NAME

ShatterProof - a script for analyzing next-generation sequencing data

SYNOPSIS

use Shatterproof

DESCRIPTION

ShatterProof is a tool that can be used to analyze next generation sequencing data for signs of chromothripsis. Link to publication will be posted soon.

README

Input File Types ShatterProof can takes as input 4 different types of input files.
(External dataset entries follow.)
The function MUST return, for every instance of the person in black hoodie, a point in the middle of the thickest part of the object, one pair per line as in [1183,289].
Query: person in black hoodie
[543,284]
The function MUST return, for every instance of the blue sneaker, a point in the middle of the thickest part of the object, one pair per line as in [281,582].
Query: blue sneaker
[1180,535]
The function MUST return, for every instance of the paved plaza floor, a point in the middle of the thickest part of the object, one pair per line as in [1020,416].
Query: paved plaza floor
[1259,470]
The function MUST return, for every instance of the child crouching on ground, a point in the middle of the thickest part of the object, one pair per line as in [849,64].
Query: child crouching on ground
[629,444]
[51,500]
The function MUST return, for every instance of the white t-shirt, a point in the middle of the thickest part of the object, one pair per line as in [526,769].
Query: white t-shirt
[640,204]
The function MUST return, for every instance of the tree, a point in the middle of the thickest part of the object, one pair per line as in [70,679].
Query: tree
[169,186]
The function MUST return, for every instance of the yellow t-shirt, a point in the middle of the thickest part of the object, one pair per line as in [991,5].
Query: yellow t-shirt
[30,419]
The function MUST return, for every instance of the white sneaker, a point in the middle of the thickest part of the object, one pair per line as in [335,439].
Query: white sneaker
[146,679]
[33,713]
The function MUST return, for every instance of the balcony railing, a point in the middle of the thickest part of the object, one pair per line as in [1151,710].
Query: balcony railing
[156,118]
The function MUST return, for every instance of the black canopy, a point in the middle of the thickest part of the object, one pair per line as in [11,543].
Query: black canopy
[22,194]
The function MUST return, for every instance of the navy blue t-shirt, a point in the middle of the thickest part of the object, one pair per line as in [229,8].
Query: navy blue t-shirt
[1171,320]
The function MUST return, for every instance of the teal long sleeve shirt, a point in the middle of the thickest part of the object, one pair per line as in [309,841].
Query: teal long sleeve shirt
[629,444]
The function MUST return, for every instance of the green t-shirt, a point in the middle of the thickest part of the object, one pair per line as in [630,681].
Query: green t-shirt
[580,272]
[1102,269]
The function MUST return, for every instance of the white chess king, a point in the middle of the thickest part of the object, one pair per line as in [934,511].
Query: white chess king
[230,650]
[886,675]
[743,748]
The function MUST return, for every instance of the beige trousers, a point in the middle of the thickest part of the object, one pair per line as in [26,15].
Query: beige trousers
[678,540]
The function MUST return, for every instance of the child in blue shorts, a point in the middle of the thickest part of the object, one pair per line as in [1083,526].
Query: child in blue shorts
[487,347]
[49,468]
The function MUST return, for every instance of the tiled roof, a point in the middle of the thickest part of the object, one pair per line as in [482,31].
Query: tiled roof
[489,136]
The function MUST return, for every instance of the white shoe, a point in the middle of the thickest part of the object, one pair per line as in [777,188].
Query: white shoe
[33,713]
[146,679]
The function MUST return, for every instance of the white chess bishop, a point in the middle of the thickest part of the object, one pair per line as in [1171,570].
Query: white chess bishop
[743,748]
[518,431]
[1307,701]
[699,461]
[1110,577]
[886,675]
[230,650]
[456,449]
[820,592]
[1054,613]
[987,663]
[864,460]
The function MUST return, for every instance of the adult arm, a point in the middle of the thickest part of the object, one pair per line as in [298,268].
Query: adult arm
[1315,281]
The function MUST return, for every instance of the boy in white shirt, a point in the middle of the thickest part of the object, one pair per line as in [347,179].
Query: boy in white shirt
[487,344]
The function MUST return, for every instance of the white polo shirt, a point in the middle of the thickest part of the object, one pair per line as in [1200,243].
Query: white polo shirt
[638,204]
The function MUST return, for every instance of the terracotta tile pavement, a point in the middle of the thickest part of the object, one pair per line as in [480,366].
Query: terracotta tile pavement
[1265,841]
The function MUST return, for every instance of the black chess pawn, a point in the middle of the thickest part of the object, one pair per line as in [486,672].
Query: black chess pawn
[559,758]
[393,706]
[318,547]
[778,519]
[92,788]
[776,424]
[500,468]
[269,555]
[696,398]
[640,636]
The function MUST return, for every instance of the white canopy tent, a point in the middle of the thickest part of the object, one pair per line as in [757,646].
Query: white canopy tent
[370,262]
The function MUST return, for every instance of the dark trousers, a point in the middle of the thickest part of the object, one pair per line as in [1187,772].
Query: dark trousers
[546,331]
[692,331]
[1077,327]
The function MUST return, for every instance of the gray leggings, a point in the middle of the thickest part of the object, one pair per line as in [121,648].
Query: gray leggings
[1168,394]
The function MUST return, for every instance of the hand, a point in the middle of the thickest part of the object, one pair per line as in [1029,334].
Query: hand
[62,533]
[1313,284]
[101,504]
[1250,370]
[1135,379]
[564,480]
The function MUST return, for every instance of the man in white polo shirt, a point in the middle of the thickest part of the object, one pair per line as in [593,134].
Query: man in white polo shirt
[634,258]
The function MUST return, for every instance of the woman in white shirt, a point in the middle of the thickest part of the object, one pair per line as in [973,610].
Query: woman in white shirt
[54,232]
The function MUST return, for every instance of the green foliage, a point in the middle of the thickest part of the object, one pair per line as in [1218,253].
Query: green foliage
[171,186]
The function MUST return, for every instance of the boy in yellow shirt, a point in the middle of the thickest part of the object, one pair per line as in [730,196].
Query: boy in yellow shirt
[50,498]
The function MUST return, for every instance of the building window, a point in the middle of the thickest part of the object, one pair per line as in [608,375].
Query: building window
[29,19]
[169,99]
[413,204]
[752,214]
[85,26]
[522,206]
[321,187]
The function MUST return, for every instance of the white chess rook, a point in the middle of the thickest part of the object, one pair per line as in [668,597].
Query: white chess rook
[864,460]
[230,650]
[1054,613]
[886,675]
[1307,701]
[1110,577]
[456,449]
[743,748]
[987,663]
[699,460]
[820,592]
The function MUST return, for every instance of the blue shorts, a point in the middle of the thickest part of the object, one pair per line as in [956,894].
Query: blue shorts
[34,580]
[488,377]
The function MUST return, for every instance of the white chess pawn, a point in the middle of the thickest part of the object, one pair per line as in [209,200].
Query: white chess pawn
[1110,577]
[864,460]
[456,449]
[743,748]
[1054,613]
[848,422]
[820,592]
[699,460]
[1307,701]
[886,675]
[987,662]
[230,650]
See the scripts/conversion_scripts directory for some Perl scripts which will convert some common tools' output the the required input formats. =head3 Translocation Input Files (.spt) Tab delimited columns First line is header line: #chr1 start end chr2 start end quality

Example data entry line: 1 1000 2000 4 4000 5000 78

If no value is available for quality, use a “.” eg.:

1 1000 2000 4 4000 5000 .

Copy-Number Input Files (.spc) Tab delimited columns First line is header line: #chr start end number quality

Example data entry line: 12 2000 3000 2 63

If no value is available for quality, use a “.” eg.:

12 2000 3000 2 .

Loss of Heterozygozity Input Files (.spl) Tab delimited columns First line is header line: #chr start end quality

Example data entry line: 12 2000 3000 63

If no value is available for quality, use a “.” eg.:

12 2000 3000 .

Insertion Input Files (.vcf) Additionally, ShatterProof accepts insertion calls in VCF files as input. See http://www.1000genomes.org/node/101 for details on the VCF file format. ShatterProof analyzes the CHROM and POS fields of these files.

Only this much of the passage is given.